Perhaps it was first collected in South Africa by indefatigable Paul Hermann (1646-1695) who traveled widely with the Dutch East Indies Trading Company; from 1679 onwards he was the professor of botany at the University of Leiden and the director of the local botanical garden. In his catalogue of plants he describes it as growing there in 1687: 'Geranium africanum, alchemillae hirsuto folio, floribus albidis', as great Carolus Linnaeus has it with reference to Hermann. By 1693 it's already being cultivated by Jacob Bobart (1641-1719) in England. Its present scientific name was given it by Charles Louis l'Héritier de Brutelle (1746-1800) in 1789.
Interestingly, the Xhosa language of the Eastern Cape calls our Platinum-white Pelargonium by the name 'umtetebu'. That same word is used also for a totally different, vibrant orange or vermillion fllowering plant, well-known Cyrthantus contractus. I wonder how that can be...
Here in the brilliantly Sunny Amsterdam Botanical Garden is a Large Red Damselfly. She's just out of her nymph stage (thorax and eyes are still green; you can just see the red segments that give her the specific name 'Fire Body').
Our Dragon in Red is resting - drying out - on a flower of Rhododendron obtusum, an Azalea called 'Hiryū' (Flying Dragon) in Japan, whence hail many of these flamboyant plants.
A gloomy and chilly late-spring morning in the Hortus Botanicus, but Nottingham Catchfly stood white against the dark soil. Two nights had brought forth in the pretty flower two consecutive rings of stamens, the male principles of flowers, with their pollen. The inset shows them still proud and straight with even a few pollen grains.

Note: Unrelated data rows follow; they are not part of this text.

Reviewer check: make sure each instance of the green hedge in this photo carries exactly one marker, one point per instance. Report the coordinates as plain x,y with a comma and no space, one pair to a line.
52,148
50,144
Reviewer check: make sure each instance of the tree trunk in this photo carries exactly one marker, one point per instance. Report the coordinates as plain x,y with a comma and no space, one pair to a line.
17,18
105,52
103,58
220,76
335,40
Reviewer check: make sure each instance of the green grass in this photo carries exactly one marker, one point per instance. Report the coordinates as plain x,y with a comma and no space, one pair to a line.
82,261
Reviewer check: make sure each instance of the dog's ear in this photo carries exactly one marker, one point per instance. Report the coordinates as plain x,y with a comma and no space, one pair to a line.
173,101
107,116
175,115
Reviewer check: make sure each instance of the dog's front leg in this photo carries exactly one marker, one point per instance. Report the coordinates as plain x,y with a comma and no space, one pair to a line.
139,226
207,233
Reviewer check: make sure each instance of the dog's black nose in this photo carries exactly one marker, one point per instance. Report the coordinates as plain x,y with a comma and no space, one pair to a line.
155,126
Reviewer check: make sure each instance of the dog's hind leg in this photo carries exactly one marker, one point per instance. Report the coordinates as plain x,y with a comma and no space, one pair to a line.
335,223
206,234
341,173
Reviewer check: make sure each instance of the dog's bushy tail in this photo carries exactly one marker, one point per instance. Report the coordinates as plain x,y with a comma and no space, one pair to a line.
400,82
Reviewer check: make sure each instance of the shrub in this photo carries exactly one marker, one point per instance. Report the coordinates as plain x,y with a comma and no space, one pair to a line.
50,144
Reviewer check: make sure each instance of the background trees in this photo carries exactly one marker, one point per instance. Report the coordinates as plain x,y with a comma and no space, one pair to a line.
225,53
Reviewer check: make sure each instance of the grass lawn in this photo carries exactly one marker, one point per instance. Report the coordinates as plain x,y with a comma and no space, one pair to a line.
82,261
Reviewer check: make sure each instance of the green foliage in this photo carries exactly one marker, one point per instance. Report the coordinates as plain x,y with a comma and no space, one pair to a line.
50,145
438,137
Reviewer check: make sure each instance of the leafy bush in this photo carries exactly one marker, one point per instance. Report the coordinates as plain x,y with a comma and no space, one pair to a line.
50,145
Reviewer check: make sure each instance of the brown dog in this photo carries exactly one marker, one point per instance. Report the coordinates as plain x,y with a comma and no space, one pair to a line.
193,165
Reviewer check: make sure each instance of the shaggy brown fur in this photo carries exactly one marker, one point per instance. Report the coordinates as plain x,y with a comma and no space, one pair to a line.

But to prevent self-pollination our Flower's stamens shrivel on the third day, and it isn't until then that the female principle - those three styles with their purple stigmas appear; in the inset you can just see them peeping out, and they grow out amazingly fast.
The main photo shows the Masculine Shrivels and those proud Feminine Conduits to the flower's ovary. There its ovules will be fertilised by pollen from another flower.